To address efficiency and design challenges in choice-based matching platforms, we introduce a two-sided assortment optimization framework under general choice preferences. The goal in this problem is to maximize the expected number of matches by deciding which assortments are displayed to the agents and the order in which they are shown. In this context, we identify several classes of policies that platforms can use in their design. Our goals are: (1) to measure the value that one class of policies has over another one, and (2) to approximately solve the optimization problem itself for a given class. For (1), we define the adaptivity gap as the worst-case ratio between the optimal values of two different policy classes. First, we show that the gap between the class of policies that statically show assortments to one-side first and the class of policies that adaptively show assortments to one-side first is exactly $e/(e-1)$. Second, we show that the gap between the latter class of policies and the fully adaptive class of policies that show assortments to agents one by one is exactly $2$. We also note that the worst policies are those who simultaneously show assortments to all the agents. For (2), we first design a polynomial time algorithm that achieves a $1/4$ approximation factor within the class of policies that adaptively show assortments to agents one by one. Furthermore, when agents' preferences are governed by multinomial-logit models, we show that a 0.067 approximation factor can be obtained within the class of policies that show assortments to all agents at once. We further generalize our results to constrained assortment settings, where we impose an upper bound on the size of the displayed assortments. Finally, we present a computational study to evaluate the empirical performance of our theoretical guarantees.
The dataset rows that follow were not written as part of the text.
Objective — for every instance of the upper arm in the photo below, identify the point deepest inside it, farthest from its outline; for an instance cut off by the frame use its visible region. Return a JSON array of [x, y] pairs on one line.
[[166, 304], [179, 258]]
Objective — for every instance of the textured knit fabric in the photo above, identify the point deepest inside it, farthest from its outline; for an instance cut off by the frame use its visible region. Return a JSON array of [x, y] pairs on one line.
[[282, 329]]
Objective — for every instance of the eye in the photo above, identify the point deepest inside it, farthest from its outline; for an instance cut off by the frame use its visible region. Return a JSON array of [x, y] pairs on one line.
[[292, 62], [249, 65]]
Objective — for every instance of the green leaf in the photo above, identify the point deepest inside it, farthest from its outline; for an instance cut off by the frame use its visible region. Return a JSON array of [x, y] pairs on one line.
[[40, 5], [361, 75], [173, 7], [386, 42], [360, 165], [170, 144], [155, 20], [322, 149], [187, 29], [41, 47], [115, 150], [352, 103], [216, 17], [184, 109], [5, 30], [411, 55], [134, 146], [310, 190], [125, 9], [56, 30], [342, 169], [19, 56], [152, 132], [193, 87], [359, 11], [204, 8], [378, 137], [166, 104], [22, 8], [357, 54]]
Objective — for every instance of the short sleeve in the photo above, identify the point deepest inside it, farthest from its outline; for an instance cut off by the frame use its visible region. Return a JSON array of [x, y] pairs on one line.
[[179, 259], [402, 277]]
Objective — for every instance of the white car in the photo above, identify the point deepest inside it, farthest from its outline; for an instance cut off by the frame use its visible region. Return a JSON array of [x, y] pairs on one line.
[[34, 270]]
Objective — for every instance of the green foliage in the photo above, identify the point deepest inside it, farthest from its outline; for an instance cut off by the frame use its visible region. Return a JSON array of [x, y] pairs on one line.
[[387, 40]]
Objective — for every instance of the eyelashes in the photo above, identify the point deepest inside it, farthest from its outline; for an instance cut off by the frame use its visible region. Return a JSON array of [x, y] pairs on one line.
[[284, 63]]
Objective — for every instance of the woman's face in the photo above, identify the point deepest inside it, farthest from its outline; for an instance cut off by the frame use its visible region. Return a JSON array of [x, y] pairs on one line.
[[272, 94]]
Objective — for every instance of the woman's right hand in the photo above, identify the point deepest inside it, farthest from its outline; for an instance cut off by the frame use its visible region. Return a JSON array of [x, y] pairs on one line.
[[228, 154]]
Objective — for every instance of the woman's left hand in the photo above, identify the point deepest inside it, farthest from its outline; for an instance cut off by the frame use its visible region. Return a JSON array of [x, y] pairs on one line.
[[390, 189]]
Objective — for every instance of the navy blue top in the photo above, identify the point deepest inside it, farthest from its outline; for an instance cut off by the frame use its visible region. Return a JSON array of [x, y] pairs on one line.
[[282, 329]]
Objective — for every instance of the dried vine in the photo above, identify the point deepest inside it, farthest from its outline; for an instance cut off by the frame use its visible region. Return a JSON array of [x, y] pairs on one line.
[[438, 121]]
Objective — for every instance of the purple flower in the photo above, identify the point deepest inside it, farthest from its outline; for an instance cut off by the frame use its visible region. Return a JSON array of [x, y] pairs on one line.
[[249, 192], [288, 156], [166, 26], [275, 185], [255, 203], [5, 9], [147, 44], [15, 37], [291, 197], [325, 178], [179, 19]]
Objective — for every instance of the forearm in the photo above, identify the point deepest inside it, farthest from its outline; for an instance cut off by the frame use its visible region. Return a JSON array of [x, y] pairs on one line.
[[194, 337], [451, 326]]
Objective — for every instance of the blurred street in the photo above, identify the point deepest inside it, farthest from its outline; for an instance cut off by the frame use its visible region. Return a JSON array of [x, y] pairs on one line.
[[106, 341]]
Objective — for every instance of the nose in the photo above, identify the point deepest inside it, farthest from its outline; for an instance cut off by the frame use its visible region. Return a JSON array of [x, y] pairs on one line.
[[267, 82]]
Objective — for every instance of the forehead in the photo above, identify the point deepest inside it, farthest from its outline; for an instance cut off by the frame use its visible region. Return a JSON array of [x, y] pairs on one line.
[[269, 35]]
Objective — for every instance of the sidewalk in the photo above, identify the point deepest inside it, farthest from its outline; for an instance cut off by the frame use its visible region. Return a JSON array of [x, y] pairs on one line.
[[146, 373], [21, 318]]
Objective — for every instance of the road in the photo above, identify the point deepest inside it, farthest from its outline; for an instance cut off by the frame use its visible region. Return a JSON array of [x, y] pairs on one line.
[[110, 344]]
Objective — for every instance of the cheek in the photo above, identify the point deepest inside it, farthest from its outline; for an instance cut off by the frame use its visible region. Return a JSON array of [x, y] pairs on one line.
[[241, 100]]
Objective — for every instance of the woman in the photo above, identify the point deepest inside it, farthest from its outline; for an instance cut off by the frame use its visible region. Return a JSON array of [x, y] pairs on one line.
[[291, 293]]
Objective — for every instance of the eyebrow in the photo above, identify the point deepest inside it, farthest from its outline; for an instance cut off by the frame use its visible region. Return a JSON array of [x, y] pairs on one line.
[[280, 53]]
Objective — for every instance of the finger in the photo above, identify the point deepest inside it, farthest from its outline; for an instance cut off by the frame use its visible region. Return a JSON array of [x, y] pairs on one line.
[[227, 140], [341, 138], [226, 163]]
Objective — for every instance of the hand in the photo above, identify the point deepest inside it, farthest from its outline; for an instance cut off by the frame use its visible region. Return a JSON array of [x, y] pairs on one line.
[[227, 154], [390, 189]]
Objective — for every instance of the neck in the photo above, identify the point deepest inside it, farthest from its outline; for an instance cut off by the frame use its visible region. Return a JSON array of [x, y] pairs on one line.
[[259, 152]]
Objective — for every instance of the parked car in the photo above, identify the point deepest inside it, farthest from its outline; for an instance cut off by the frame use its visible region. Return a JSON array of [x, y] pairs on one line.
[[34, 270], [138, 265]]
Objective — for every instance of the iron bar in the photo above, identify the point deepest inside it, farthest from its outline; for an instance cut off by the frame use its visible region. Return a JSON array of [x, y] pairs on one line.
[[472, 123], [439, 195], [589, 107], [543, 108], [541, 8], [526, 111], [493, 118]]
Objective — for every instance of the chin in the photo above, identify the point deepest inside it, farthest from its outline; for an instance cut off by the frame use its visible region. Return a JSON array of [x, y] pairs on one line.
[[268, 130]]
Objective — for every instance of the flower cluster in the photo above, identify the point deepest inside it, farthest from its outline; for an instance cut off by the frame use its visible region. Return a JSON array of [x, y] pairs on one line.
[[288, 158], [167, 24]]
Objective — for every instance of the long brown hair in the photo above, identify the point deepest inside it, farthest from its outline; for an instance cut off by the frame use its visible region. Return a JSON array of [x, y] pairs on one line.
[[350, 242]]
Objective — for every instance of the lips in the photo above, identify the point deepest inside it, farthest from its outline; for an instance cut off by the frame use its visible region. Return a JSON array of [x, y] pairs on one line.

翻译：针对基于选择的匹配平台中的效率与设计挑战，我们提出了一种在广义选择偏好下的双面组合优化框架。该问题的目标是通过决定向智能体展示哪些组合及其展示顺序来最大化期望匹配数量。在此背景下，我们识别了平台在设计过程中可采用的几类策略。我们的目标是：（1）量化某一类策略相对于另一类策略的价值，以及（2）针对特定策略类别近似求解该优化问题本身。对于目标（1），我们将适应性差距定义为两类不同策略最优值之间的最坏情况比率。首先，我们证明静态优先向一侧展示组合的策略类别与自适应优先向一侧展示组合的策略类别之间的差距恰为$e/(e-1)$。其次，我们证明后一类策略与逐个向智能体自适应展示组合的完全自适应策略类别之间的差距恰为$2$。同时注意到，最差的策略是同时向所有智能体展示组合的策略。对于目标（2），我们首先设计了一个多项式时间算法，在逐个向智能体自适应展示组合的策略类别中实现了$1/4$的近似因子。此外，当智能体的偏好服从多项式逻辑模型时，我们证明在同时向所有智能体展示组合的策略类别中可获得0.067的近似因子。我们进一步将结果推广至约束组合场景，即对展示组合的规模设置上限。最后，我们通过计算实验评估了理论保证的实证表现。